C’est hyper compliqué parce qu’on a tous nos ambivalences, nos contradictions... Par exemple, on est en pleine période de Noël et j’ai beaucoup de mal à « surjouer » le côté Noël « venez consommer » parce que ça fait déjà des années que je ne fais presque plus aucun cadeau matériel pour Noël.
Oui, c’est compliqué d’avoir ce côté commerçant tout en ayant des valeurs très anti-consommation finalement, comme c’est mon cas. Mais en même temps il faut que je fasse tourner l’épicerie !
Pour cela, j’essaye de vendre uniquement des produits utiles et dont je suis sûre qu’ils ne finiront pas dans un placard ou à la poubelle. Et puis, encore une fois, notre objectif est de mettre en avant le travail de personnes avant tout. Au-delà de vendre des produits, je vends des vies : Simone qui me vend ses légumes, la créatrice qui vend des gants magiques, etc. Je vends un nouveau style de vie, qui favorise une juste rémunération et un accompagnement des créateurs et producteurs.
Quels conseils donnerais-tu à ceux qui veulent débuter dans le zéro déchet ? Et ceux qui veulent pousser le curseur un peu plus loin ?
Pour ceux qui débutent, je pense qu’il ne faut pas faire comme moi, vouloir être sur tous les fronts en même temps. Le risque est que cela devienne obsessionnel et c’est un coup à se dégoûter. Je pense qu’il faut y aller vraiment progressivement, prendre le temps de faire étape par étape, pour ne pas paniquer en voyant qu’on a trop de choses à changer.
Pour des gens déjà aguerris et qui ont envie d’aller encore plus loin, ne pas hésiter à échanger, sur des groupes Facebook, des forums, Instagram, essayer de rencontrer des gens qui ont les mêmes problématiques que nous et qui peuvent essayer de nous aider. Après, si on veut vraiment progresser sur le côté écologie, il faut forcément renoncer à certaines choses, certains produits.

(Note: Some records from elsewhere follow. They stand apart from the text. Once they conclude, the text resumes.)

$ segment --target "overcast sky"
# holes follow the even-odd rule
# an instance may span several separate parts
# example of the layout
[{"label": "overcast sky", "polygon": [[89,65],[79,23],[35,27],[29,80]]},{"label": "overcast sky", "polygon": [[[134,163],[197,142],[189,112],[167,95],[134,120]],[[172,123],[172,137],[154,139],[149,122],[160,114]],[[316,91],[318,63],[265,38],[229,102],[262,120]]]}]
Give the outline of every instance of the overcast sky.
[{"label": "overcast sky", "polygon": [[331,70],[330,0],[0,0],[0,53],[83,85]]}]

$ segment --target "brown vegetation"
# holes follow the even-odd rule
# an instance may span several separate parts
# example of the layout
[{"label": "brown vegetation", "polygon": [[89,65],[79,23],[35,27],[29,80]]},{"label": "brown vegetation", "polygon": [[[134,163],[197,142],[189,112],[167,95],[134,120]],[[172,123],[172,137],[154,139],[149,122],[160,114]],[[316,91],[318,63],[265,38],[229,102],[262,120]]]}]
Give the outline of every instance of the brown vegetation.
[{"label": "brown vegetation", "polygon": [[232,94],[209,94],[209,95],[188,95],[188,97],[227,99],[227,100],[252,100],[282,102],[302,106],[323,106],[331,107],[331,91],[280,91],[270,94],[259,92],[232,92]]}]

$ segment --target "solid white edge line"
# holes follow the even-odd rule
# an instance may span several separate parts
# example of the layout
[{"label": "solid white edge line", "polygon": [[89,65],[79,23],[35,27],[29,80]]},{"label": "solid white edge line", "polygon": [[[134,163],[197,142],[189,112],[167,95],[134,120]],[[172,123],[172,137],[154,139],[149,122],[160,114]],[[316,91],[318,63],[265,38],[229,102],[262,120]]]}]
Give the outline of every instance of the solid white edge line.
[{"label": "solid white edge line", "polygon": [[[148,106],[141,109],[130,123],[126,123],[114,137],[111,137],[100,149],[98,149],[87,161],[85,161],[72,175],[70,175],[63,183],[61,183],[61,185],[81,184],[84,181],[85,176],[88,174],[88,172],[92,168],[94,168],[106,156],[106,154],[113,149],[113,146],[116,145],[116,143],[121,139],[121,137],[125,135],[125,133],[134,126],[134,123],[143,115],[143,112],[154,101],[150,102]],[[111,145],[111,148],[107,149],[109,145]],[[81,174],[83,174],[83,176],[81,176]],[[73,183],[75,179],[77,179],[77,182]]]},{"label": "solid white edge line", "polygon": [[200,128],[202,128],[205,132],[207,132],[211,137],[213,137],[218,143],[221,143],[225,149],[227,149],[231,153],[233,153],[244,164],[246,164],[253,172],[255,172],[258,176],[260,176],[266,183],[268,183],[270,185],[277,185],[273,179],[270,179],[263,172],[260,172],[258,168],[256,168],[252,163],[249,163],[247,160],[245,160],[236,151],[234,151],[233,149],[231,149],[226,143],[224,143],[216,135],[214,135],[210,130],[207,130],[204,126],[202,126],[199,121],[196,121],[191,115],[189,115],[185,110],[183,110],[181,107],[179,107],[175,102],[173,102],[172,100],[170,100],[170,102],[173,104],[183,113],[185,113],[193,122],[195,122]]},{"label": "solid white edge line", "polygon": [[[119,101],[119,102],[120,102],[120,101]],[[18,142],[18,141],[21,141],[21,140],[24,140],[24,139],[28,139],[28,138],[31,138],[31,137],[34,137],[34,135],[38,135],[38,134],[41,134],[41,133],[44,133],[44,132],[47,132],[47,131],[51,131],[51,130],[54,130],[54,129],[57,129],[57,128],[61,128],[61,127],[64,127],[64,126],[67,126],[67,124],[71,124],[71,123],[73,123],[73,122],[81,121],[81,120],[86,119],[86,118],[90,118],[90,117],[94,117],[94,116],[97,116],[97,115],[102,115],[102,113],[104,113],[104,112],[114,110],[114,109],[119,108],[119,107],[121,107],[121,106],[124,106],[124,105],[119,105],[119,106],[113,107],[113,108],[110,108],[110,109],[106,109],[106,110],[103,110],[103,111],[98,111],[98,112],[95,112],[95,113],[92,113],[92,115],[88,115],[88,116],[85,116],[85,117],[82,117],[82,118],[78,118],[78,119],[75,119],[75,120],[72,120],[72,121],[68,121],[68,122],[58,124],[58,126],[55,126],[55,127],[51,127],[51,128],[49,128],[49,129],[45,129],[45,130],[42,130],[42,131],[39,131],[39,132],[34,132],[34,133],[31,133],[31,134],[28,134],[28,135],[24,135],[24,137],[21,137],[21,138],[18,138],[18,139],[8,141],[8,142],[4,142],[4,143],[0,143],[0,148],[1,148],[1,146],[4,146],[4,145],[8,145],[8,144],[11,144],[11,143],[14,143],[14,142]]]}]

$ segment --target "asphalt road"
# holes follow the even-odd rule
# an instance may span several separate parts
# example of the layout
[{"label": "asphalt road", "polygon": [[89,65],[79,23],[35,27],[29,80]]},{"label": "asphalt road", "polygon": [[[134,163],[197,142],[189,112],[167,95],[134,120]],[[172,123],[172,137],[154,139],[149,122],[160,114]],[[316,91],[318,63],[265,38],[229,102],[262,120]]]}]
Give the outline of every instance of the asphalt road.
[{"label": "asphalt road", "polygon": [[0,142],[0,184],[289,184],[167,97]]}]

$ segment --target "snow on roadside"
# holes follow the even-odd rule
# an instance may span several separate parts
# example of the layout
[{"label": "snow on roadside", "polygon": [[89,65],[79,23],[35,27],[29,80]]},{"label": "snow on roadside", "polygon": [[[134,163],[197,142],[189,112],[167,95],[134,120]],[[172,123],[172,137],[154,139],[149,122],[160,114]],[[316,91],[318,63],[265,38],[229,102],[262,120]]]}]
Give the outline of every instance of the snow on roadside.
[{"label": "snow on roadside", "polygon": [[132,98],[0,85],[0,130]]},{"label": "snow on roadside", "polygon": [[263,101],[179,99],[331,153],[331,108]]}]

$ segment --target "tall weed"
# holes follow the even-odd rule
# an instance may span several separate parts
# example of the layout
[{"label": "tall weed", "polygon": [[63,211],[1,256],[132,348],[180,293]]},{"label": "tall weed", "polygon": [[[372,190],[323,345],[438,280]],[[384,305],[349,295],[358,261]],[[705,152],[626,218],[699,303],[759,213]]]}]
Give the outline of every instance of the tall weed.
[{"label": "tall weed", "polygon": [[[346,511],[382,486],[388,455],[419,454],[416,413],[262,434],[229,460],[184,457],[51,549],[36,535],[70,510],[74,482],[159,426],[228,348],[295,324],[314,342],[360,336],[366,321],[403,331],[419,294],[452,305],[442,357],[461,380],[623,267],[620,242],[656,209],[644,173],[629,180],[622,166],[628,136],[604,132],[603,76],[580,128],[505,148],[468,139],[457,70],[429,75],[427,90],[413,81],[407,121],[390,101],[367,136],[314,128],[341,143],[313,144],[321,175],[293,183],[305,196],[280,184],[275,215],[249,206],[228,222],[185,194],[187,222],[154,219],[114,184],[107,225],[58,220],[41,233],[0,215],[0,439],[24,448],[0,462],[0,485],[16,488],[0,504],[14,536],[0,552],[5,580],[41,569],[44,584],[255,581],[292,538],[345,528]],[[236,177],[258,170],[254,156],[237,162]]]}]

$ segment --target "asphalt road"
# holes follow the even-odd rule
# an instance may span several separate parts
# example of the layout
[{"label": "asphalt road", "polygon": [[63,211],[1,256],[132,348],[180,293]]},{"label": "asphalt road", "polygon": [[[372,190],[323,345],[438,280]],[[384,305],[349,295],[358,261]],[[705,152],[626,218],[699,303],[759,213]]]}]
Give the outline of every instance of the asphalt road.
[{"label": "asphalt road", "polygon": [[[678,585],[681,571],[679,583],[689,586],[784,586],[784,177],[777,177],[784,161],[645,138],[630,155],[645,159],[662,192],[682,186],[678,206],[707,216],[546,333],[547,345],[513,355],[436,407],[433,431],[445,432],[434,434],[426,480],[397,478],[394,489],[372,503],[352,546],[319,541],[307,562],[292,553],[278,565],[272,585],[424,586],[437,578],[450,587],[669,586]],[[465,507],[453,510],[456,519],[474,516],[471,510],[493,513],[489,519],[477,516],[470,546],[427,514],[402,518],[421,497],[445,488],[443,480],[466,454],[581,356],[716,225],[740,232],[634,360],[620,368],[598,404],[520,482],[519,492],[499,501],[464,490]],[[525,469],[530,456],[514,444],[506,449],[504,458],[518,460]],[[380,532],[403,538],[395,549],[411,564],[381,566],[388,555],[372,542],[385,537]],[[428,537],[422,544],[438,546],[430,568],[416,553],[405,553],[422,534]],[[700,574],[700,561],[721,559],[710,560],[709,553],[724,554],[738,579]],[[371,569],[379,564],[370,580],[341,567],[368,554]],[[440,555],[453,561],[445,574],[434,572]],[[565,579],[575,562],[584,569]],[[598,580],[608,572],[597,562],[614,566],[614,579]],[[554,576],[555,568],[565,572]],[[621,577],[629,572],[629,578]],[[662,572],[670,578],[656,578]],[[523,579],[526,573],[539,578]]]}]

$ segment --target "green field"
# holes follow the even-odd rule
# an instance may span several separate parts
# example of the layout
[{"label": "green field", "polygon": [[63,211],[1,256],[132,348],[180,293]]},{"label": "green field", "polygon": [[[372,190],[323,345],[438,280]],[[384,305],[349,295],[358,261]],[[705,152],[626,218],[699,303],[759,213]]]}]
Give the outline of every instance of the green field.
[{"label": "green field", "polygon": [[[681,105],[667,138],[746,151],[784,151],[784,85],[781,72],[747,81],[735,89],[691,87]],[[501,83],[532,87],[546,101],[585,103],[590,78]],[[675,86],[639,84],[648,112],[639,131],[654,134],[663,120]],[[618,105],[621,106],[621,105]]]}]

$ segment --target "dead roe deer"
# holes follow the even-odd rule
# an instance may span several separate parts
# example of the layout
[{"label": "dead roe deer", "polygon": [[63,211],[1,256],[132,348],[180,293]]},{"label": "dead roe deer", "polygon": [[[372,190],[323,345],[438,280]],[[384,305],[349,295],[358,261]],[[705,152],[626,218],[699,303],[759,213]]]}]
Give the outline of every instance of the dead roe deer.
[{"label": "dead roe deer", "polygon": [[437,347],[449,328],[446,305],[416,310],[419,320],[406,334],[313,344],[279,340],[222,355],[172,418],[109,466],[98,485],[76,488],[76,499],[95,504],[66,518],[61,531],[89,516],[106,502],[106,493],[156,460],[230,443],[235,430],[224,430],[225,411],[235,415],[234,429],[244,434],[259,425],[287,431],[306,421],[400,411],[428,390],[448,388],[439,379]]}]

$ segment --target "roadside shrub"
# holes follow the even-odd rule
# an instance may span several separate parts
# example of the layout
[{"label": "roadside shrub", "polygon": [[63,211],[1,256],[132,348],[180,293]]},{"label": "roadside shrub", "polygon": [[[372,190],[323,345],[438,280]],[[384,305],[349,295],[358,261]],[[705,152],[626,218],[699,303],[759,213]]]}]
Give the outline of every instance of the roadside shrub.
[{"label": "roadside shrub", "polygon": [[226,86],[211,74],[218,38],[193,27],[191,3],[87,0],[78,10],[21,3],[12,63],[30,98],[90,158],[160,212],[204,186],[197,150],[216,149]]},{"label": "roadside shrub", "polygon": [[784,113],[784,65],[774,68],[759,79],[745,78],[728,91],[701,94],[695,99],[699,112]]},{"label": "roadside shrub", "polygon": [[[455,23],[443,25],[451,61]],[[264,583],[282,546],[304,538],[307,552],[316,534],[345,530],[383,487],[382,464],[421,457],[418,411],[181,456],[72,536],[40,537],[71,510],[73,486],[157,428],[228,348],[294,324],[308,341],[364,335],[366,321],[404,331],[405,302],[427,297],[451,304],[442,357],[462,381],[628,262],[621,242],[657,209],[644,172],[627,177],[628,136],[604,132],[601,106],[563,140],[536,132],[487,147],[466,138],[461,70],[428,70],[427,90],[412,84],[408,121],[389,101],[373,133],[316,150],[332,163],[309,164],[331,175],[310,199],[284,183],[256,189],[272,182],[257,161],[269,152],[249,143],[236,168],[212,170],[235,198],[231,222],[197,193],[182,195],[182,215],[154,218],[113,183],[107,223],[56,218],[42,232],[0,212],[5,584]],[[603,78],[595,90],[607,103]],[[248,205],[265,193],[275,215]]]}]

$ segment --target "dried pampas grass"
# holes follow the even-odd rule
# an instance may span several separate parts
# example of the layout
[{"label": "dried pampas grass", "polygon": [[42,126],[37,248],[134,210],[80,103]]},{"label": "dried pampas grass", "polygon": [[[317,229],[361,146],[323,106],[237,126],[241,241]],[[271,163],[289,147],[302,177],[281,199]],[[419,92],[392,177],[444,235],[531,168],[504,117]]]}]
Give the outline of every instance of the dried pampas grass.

Et c’est ça aussi qui n’est pas facile en cuisine, car quand on a envie de faire une recette, on a tendance à vouloir faire sans prendre en compte la saison, et je pense qu’il faut vraiment arriver à cuisiner en fonction de la saison… Je dis ça, mais il y a 4 ans, je mangeais des courgettes en plein hiver et ça ne me choquait pas du tout ! Personne n’est parfait !
Aurais-tu une recette fétiche anti-gaspi à nous transmettre ?
Parfois, à la fin de la semaine, il nous reste des galettes de sarrasin et je fais des lasagnes à la sauce tomate ou à la béchamel avec épinards et champignons, ça marche super bien ! Tu peux aussi t’en servir pour faire un fonds de pâte.
Et puis sinon, la recette anti-gaspi favorite de tout le monde, je pense que c’est la soupe. Dès qu’on a des légumes un peu moches et qu’on ne peut plus vendre, on en fait de la soupe ! C’est une recette anti-gaspi assez facile !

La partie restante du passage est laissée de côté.